A while ago I privately vowed to curtail my Tunnel View images; not because I'm unhappy with them, or because I've run out (not even close, I'm afraid), but because the world just has so many of them. The fact is, while I visit Tunnel View multiple times on each trip, I rarely photograph here anymore. But every once in a while I see something that causes me to raise my camera, and who can resist a rainbow?
At the end of March I conducted the first of two 2010 Yosemite spring workshop targeting, among other things, the full moon and Lower Yosemite Fall moonbow. We were fortunate on the first night to photograph both, because shortly after our moonbow shoot, clouds rolled in and treated Yosemite Valley to several days of wind and rain. The photography wasn't always comfortable, but we had some fantastic opportunities.
On our final day the storm hunkered down in the valley, dumping buckets and obscuring every prominent feature with dense, gray clouds. Rain is a prime prime ingredient in my recipe for good photography, but when the clouds drop into Yosemite Valley and the rain falls so hard that it's impossible to fire off a single frame without large drops freckling the front of the lens, it's time to sit tight and wait for the inevitable clearing.
After circling the valley once and finding no sign of a break, I brought my group to Tunnel View to wait things out. Tunnel View is my default choice for sitting out a storm, for several reasons: storms usually clear first at Tunnel View, the clearing there is always spectactular, and I can check the National Weather Service radar on my iPhone (I'm pretty sure this was a big reason Ansel Adams preferred Tunnel View too).

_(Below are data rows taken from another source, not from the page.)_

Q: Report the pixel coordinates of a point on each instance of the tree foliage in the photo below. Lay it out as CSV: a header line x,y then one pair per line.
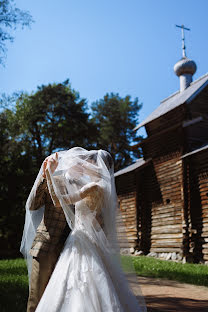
x,y
10,18
115,119
53,118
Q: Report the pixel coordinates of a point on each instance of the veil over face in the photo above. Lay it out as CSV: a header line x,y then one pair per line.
x,y
84,187
78,172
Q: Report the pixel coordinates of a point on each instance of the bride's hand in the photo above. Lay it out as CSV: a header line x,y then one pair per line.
x,y
51,163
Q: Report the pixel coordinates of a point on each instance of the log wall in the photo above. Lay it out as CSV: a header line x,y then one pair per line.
x,y
198,206
166,231
127,214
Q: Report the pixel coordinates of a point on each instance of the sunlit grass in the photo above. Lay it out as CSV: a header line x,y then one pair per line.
x,y
14,281
196,274
13,285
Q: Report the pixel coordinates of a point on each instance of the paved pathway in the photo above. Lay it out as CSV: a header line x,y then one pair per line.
x,y
168,296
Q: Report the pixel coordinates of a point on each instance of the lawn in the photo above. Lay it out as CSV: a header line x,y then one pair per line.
x,y
14,281
196,274
13,285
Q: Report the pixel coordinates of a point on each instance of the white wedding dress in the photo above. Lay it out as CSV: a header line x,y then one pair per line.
x,y
88,275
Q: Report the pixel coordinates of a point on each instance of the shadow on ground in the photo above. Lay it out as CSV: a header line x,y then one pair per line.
x,y
168,304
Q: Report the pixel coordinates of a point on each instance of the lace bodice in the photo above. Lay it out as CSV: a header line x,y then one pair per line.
x,y
90,206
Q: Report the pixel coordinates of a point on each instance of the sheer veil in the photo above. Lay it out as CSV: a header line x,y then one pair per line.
x,y
79,172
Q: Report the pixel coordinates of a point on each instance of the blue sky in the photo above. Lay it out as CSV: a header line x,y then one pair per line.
x,y
126,47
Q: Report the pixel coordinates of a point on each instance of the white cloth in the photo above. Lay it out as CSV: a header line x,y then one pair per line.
x,y
88,275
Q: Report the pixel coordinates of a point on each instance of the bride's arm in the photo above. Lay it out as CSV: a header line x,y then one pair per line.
x,y
39,199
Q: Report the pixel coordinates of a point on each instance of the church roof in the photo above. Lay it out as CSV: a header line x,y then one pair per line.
x,y
176,100
140,162
196,151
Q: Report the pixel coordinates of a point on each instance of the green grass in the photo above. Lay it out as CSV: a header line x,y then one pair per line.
x,y
14,281
196,274
13,285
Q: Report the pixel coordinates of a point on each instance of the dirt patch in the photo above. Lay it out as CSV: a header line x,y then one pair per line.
x,y
165,295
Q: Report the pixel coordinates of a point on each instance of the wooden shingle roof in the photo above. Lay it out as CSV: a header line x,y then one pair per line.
x,y
176,100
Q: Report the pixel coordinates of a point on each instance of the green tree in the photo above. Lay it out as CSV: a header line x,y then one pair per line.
x,y
115,119
10,18
53,118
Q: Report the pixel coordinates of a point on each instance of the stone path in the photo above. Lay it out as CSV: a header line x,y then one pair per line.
x,y
168,296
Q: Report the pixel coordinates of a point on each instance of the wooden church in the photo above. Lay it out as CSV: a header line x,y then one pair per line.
x,y
163,196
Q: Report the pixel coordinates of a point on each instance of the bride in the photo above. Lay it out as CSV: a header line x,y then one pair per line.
x,y
88,275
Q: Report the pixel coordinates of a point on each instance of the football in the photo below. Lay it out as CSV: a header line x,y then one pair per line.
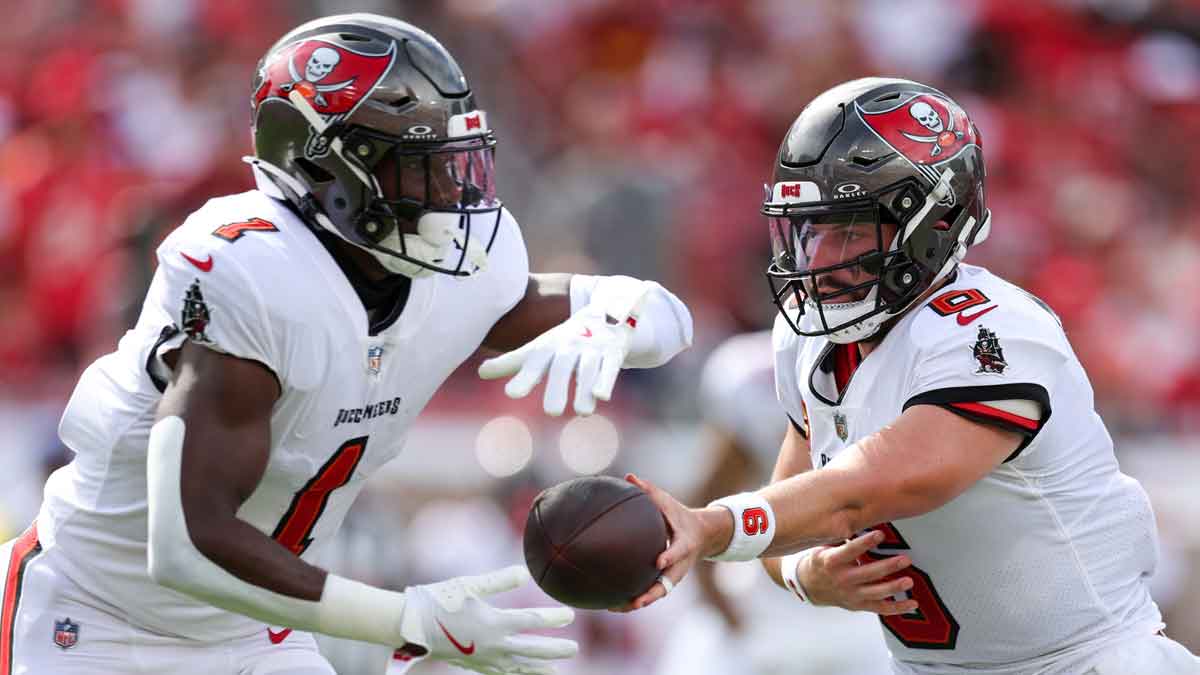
x,y
592,542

We parked and watched the downpour through fogged windows, but after a few minutes the little boy in me took over and I just had to go stand in the rain. I'd recently outfitted myself with a head-to-toe rain ensemble that included waterproof boots, rain pants, and a hooded parka, and as anyone who has ever been a child knows, there's nothing quite like standing in a downpour and staying completely dry. My camera and tripod joined me, donning a less elegant but no less effective garbage bag.
So there I stood in saturated bliss, with the rain showing no sign of relenting, and me showing no signs of caring. Imagine my surprise when literally without warning the clouds lifted and the sky brightened, revealing Bridalveil Fall, the faint outline of El Capitan, and a vivid rainbow etched across the granite sky. Fortunately I'd already metered the scene so my exposure was close; all I needed to do was tear off the bag, bump my shutter speed, compose, and shoot. I got off maybe three frames before the sky darkened and the clouds dropped to absorb the scene as quickly as it had appeared. It all happened so fast that I questioned whether I'd imagined the whole thing.